In contrast to the control subjects, there is a very high correlation between the area and volume ratios in the hemianopic patients, reflecting a real difference in optic tract integrity and volume in five of the patients.
If damage occurs to the primary visual cortex, it may be predicted that any retrograde degeneration in the optic tract would be correlated to degeneration at the level of the LGN. Similarly, it would be difficult to envision ganglion cell loss as measured with OCT in the absence of optic tract degeneration. Indeed, in the four hemianopic subjects in whom the RGC layer was thin, there was considerable reduction in the optic tract volume. For C2, degeneration of the LGN and optic tract was considerable, but RGC loss was not very different from that of patients showing little evidence of tract degeneration. In a longitudinal study of hemianopic patients, it should be possible to measure degeneration throughout the retino-geniculo-stiate pathway over time. The time scale over which such degeneration occurs remains to be determined.
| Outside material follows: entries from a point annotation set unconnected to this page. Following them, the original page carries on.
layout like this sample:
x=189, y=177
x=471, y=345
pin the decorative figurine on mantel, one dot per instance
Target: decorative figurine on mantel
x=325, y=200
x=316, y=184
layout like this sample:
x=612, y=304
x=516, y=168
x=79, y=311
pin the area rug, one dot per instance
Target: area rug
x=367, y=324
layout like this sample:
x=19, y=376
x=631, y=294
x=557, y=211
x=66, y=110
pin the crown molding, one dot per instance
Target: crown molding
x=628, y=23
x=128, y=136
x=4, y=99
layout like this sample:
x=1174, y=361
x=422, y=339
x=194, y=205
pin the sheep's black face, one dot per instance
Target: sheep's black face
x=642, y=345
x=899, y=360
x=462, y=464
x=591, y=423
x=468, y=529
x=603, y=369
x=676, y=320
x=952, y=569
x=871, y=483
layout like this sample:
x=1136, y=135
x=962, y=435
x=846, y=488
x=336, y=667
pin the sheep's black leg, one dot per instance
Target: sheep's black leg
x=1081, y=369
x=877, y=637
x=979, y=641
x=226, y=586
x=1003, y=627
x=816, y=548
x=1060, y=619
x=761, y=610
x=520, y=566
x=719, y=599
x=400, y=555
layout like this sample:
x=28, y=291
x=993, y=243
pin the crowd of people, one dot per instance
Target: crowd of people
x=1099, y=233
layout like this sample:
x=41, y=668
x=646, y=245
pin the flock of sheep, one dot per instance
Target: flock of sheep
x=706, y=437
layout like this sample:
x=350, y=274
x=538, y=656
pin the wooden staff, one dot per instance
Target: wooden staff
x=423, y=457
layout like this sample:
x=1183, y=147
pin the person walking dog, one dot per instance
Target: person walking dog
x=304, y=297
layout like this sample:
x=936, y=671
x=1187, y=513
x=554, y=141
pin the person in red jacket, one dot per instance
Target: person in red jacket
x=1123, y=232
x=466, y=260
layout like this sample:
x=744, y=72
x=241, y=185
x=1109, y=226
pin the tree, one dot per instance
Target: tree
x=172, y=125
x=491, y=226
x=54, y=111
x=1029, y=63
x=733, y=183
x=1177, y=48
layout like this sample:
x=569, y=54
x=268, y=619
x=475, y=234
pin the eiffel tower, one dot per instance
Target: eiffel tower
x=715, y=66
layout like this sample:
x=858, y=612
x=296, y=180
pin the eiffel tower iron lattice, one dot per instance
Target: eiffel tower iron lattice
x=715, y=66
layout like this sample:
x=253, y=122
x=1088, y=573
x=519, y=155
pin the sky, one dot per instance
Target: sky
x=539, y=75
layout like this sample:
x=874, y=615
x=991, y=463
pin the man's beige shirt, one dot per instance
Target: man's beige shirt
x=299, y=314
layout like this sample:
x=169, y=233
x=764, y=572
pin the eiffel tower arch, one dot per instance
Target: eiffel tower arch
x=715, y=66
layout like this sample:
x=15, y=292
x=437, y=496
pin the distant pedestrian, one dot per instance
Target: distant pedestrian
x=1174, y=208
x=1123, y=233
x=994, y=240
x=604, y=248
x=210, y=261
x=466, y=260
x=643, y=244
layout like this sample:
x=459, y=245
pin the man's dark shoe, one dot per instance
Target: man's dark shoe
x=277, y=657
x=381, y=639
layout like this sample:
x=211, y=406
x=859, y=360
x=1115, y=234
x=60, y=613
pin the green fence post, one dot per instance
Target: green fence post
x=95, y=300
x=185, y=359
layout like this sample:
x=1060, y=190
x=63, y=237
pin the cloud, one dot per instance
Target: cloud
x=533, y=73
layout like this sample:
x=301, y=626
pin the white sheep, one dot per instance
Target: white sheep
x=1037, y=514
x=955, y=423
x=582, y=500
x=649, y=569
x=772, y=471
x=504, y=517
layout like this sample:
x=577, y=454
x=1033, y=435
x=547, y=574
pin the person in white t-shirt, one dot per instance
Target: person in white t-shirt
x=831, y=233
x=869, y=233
LGN degeneration was more difficult to quantify using T1-weighted images, but it appeared that degeneration of the LGN was greater on the ipsi-lesional side in the two patients with longstanding damage to V1. In C3, who experienced more recent damage to V1 along with optic tract damage, there was less effect on LGN integrity.
Multiple laboratories are working to improve rehabilitation in homonymous hemianopia; methods include restitution therapy, in which visual performance in the damaged field is targeted (see Ref.
12 for review). The finding of transsynaptic degeneration from striate cortex lesions even 18 months after lesion suggests that any attempts to improve visual function in the blind field must begin as soon as possible after the insult. However, even when therapy is begun at the earliest possible time, it remains to be determined whether degeneration can be arrested.
A related issue is the correspondence between the amount of transsynaptic degeneration and blindsight function. Complete transsynaptic degeneration after postgeniculate lesions has never been reported because there are other pathways to which fibers in the optic tract project. Indeed, blindsight depends on such connections because some residual visual input is required to support this phenomenon.
In conclusion, though longstanding damage to the postchiasmatic visual system can cause a loss in volume in the optic tract, both direct and transsynaptically, more subtle loss of white matter integrity can also be detected using the white matter voxels from MR images in individual patients.